- Born: James William Beauchamp Blackett 17 October 1964 (age 61)
- Education: Eton College
- Occupations: Writer, retired Army Officer
- Spouse: Sheralyn
- Children: 2
- Writing career
- Notable works: The Enigma of Kidson Red Rag to a Bull Rural Life in an Urban Age

= Jamie Blackett =

21st-century British landowner and writer

James William Beauchamp Blackett (born 17 October 1964) is a British author, playwright, columnist, landowner and farmer, and political activist, who served as leader of the All for Unity party from 2021, until the party's dissolution in 2022. He has written articles appearing in The Daily Telegraph, The Spectator and other publications. He writes regularly for Country Life and wrote a monthly column, "Farming Life", for Country Life from 2019 to 2023. He was a founder contributor of the online countryside magazine Scribehound for which he writes a monthly column. He is also a regular commentator on GB News and a regular guest on BBC Radio 2 Jeremy Vine Show.

== Early life and career ==
Educated at Ludgrove School and Eton College, Blackett enlisted as a private soldier at The Guards Depot before training at The Royal Military Academy Sandhurst and served as an officer in the Coldstream Guards from 1984 to 2002, including service in Northern Ireland during The Troubles and the first Gulf War. In addition, he served as a Deputy Lieutenant for Dumfriesshire from 2013 to 2020. Blackett has been a member of the Royal Company of Archers since 2012.

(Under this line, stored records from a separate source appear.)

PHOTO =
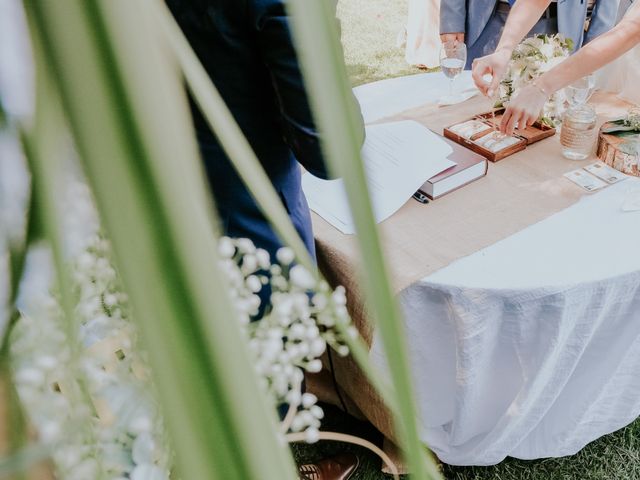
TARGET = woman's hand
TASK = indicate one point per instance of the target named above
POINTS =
(524, 109)
(494, 65)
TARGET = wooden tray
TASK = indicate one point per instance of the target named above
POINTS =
(614, 151)
(527, 136)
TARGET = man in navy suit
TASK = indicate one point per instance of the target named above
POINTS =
(479, 23)
(247, 50)
(246, 47)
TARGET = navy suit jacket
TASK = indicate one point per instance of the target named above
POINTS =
(246, 47)
(472, 16)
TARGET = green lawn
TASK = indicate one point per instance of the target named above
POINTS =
(369, 31)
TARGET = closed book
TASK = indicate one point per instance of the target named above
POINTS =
(469, 166)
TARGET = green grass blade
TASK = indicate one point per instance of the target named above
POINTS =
(315, 31)
(130, 121)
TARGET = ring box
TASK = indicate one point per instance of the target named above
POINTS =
(479, 134)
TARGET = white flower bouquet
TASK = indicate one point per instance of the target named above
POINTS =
(530, 59)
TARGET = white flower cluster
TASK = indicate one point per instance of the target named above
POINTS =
(301, 317)
(85, 382)
(530, 59)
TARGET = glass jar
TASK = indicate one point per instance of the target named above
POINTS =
(578, 133)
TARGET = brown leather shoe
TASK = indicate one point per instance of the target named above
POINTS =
(339, 467)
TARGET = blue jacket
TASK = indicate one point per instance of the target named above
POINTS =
(246, 47)
(471, 17)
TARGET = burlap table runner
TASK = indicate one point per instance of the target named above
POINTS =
(420, 239)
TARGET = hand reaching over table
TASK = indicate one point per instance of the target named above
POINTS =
(525, 109)
(493, 66)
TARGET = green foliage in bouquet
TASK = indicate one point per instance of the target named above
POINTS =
(110, 80)
(530, 59)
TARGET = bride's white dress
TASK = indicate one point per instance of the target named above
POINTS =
(622, 76)
(423, 33)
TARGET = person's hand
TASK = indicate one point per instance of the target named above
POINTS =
(452, 37)
(494, 65)
(523, 110)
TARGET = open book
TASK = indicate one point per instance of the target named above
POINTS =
(469, 166)
(398, 159)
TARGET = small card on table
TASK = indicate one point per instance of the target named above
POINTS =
(605, 172)
(585, 180)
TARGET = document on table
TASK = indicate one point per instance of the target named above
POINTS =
(398, 158)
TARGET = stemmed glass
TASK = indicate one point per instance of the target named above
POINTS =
(580, 91)
(453, 58)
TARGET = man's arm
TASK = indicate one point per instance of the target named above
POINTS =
(523, 16)
(279, 55)
(453, 15)
(604, 18)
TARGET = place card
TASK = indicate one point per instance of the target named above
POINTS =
(585, 180)
(605, 172)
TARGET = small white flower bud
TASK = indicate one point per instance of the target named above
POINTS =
(264, 261)
(317, 412)
(311, 435)
(301, 278)
(253, 284)
(285, 256)
(308, 400)
(226, 249)
(314, 366)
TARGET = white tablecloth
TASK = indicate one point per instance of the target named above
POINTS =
(529, 348)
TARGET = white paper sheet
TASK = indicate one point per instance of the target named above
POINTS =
(398, 158)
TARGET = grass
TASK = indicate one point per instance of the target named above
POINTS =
(369, 32)
(612, 457)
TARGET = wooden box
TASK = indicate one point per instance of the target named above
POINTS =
(618, 152)
(480, 141)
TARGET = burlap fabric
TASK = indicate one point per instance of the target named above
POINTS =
(420, 239)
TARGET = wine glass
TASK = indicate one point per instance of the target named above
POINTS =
(453, 58)
(580, 91)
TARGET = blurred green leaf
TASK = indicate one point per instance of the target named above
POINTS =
(315, 31)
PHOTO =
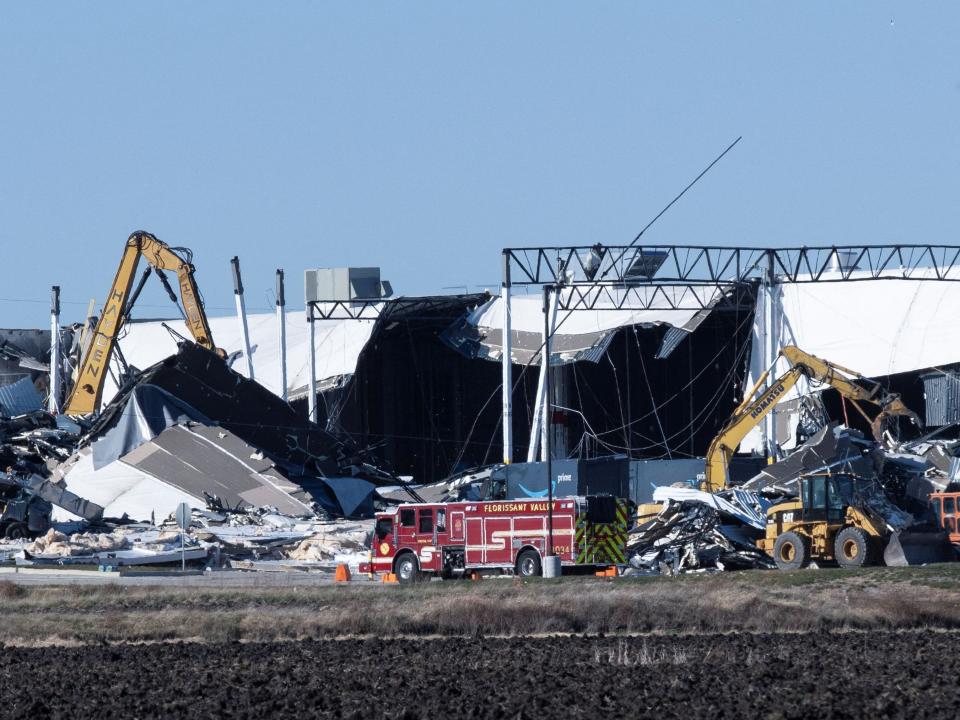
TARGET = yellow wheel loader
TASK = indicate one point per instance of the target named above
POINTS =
(839, 518)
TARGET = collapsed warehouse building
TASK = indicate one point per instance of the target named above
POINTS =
(646, 366)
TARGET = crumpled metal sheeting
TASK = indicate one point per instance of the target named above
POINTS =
(689, 536)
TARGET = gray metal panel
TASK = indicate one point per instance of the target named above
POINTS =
(194, 465)
(19, 398)
(942, 392)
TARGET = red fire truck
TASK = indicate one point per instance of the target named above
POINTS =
(418, 541)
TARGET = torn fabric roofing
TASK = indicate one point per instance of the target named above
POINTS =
(204, 387)
(338, 343)
(583, 333)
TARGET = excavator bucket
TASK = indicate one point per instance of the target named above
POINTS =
(913, 547)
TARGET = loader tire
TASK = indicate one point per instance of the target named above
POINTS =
(16, 531)
(791, 551)
(528, 564)
(407, 568)
(851, 548)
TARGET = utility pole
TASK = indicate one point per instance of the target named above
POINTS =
(506, 363)
(53, 403)
(242, 314)
(282, 329)
(551, 562)
(312, 399)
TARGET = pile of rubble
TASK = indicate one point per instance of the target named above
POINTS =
(699, 531)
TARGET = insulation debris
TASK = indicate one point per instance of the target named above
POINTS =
(691, 534)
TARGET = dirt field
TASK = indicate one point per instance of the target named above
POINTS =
(823, 644)
(816, 675)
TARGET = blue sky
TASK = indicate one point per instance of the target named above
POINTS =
(425, 137)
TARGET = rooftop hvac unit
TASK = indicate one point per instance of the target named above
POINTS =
(843, 260)
(645, 265)
(344, 285)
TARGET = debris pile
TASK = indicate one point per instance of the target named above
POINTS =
(699, 531)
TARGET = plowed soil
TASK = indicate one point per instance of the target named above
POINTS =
(844, 675)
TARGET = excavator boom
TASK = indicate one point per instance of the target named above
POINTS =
(88, 389)
(754, 409)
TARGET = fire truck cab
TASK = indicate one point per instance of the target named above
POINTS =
(423, 540)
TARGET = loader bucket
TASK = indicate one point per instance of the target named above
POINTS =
(917, 548)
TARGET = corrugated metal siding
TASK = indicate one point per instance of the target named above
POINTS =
(942, 392)
(19, 398)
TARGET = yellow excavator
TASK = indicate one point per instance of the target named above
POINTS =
(757, 405)
(836, 517)
(88, 390)
(844, 519)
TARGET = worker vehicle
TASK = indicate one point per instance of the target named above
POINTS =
(87, 391)
(421, 540)
(838, 518)
(757, 405)
(946, 509)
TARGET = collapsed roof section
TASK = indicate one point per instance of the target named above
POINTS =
(190, 427)
(583, 333)
(338, 343)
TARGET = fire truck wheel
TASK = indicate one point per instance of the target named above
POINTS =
(407, 569)
(16, 531)
(528, 564)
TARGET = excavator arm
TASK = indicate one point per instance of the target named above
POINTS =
(754, 409)
(88, 389)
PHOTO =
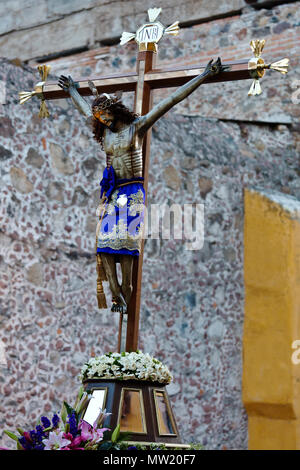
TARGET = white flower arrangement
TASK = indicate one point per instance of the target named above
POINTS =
(126, 366)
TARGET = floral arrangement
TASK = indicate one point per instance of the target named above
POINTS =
(126, 366)
(69, 431)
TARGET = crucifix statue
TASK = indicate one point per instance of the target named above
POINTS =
(121, 212)
(124, 135)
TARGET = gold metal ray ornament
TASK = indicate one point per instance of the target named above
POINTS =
(38, 91)
(148, 35)
(257, 66)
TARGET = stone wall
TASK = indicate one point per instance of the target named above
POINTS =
(50, 173)
(69, 24)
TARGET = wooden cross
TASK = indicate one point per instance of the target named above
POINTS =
(143, 82)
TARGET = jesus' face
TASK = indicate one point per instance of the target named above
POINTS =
(105, 116)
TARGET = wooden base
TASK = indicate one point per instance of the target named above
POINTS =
(141, 408)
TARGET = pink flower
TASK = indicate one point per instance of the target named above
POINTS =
(91, 434)
(75, 442)
(55, 441)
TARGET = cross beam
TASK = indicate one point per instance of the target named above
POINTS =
(155, 78)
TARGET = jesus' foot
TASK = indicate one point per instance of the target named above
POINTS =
(119, 304)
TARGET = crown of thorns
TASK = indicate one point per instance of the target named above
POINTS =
(107, 100)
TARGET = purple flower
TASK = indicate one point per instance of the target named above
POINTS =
(73, 424)
(45, 422)
(55, 420)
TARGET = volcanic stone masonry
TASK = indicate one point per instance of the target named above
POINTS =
(206, 151)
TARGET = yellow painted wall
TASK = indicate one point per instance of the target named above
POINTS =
(271, 382)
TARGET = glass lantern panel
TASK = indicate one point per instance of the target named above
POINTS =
(164, 417)
(97, 402)
(132, 416)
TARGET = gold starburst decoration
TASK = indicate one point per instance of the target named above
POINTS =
(257, 66)
(148, 35)
(38, 91)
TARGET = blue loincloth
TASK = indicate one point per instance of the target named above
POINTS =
(122, 222)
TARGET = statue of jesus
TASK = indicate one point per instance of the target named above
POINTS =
(120, 133)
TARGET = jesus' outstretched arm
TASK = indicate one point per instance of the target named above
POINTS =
(147, 121)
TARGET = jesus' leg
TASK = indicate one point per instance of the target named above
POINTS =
(126, 262)
(109, 264)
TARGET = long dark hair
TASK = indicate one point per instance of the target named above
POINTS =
(120, 112)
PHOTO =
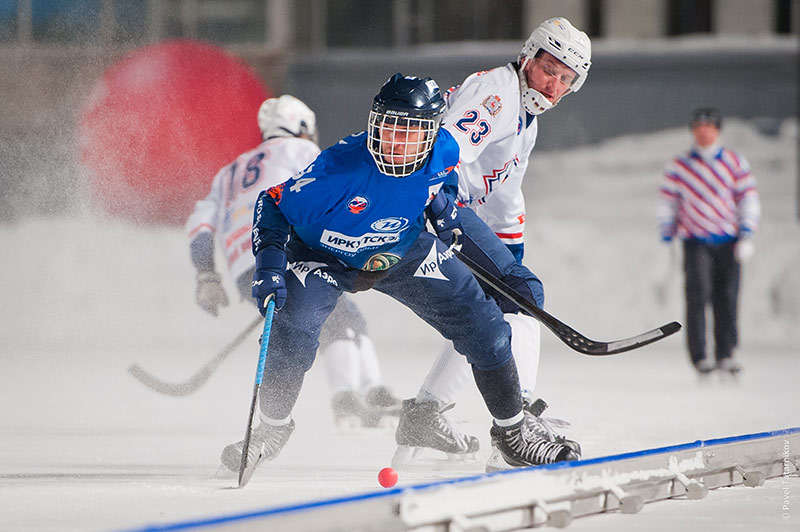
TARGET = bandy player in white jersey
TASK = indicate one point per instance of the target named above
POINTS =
(288, 128)
(492, 116)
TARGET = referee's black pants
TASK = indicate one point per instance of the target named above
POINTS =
(712, 276)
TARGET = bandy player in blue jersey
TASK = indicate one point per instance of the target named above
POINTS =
(355, 220)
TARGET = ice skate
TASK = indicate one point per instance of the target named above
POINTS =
(520, 446)
(426, 439)
(266, 443)
(545, 427)
(381, 408)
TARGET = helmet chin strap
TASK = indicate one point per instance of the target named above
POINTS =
(533, 101)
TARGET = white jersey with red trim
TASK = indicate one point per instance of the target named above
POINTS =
(227, 211)
(496, 137)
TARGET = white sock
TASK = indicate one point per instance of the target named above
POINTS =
(510, 421)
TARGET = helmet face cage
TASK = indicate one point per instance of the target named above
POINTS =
(706, 115)
(400, 144)
(286, 116)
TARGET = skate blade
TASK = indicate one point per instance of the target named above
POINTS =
(348, 423)
(426, 459)
(223, 473)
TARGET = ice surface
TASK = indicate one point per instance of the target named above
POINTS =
(86, 447)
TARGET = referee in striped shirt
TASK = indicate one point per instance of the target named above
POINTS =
(710, 202)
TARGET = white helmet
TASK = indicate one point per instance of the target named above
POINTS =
(286, 117)
(566, 43)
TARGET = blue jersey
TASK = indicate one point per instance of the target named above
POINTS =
(345, 207)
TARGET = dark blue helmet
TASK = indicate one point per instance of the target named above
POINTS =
(706, 115)
(415, 97)
(403, 124)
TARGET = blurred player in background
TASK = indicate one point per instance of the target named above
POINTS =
(288, 128)
(358, 213)
(492, 116)
(709, 200)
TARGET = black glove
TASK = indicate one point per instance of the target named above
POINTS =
(443, 215)
(210, 293)
(268, 279)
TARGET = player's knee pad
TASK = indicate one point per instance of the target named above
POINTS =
(525, 346)
(526, 284)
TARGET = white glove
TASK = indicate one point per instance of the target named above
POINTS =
(210, 294)
(744, 250)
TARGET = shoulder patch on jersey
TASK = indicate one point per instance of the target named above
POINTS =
(276, 193)
(380, 262)
(492, 104)
(357, 204)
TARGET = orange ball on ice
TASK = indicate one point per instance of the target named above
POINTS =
(387, 477)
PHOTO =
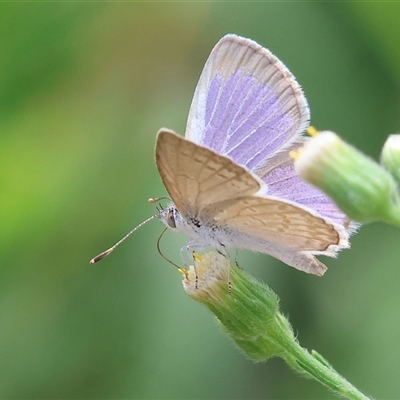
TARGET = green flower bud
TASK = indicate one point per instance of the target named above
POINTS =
(390, 157)
(360, 187)
(248, 311)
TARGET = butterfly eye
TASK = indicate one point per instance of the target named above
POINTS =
(171, 219)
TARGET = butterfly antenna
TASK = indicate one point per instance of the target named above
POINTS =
(153, 200)
(180, 269)
(105, 253)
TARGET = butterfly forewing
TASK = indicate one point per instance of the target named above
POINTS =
(195, 176)
(278, 221)
(247, 104)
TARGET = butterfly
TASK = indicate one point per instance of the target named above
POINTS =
(231, 178)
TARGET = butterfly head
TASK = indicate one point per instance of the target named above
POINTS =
(169, 216)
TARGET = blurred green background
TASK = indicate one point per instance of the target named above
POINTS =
(84, 87)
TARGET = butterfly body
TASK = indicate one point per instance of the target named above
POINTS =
(231, 179)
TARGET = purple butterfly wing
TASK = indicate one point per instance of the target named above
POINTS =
(279, 174)
(247, 104)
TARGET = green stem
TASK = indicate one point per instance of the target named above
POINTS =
(313, 365)
(249, 314)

Blackett is a direct descendant of Christopher Blackett of Wylam Hall, Northumberland, founder of The Globe newspaper, and entrepreneur behind the world's oldest surviving steam engine Puffing Billy.

== Literary career ==
Although he writes mainly about rural matters, Blackett's first book The Enigma of Kidson is a partly autobiographical portrait of teacher Michael Kidson, whose pupils at Eton College included former Prime Minister David Cameron. In the book, Blackett describes being beaten by the Headmaster, Michael McCrum, one of the last acts of corporal punishment at the school. Blackett has been commissioned by theatre producers, The Anthology Group to adapt the work for the stage and a production is planned for 2027..

His books, Red Rag to a Bull (2018) and its sequel Land of Milk and Honey (2022) tell how he arrived home from military service to take over Arbigland, an agricultural estate on the Solway Firth in Dumfries and Galloway to find a rapidly changing countryside. Set over 20 years through the Scottish independence referendum, hunting ban, Brexit, Coronavirus and the 2021 Scottish Parliamentary Elections, the books cover challenges threatening a way of life and an emerging rural philosophy in which farmers have greater freedom to manage the countryside.

== Political career ==
In 2020, Blackett became the Deputy Leader of the Alliance for Unity, a party which was founded by George Galloway to contest the 2021 Scottish Parliament election. The registered name of the party became All for Unity, with Blackett as the Leader and Galloway as the Nominating Officer and Lead Spokesperson. In the election, Galloway stood as the lead candidate, with Blackett as second, in the South Scotland electoral region. He and Galloway spoke out against what they saw as the increasingly corrupt and extreme nationalism of the Scottish National Party and the ‘Ulsterisation’ of Scotland, Blackett linking it to his first-hand experience as a soldier in Northern Ireland. Blackett later broke with Galloway and All for Unity was de-registered as a political party.

Blackett has become increasingly active as a countryside campaigner. He is an ambassador for Love British Food In July 2026 he founded Ground Cry, the campaign to save meadow birds, waders and other ground nesting birds.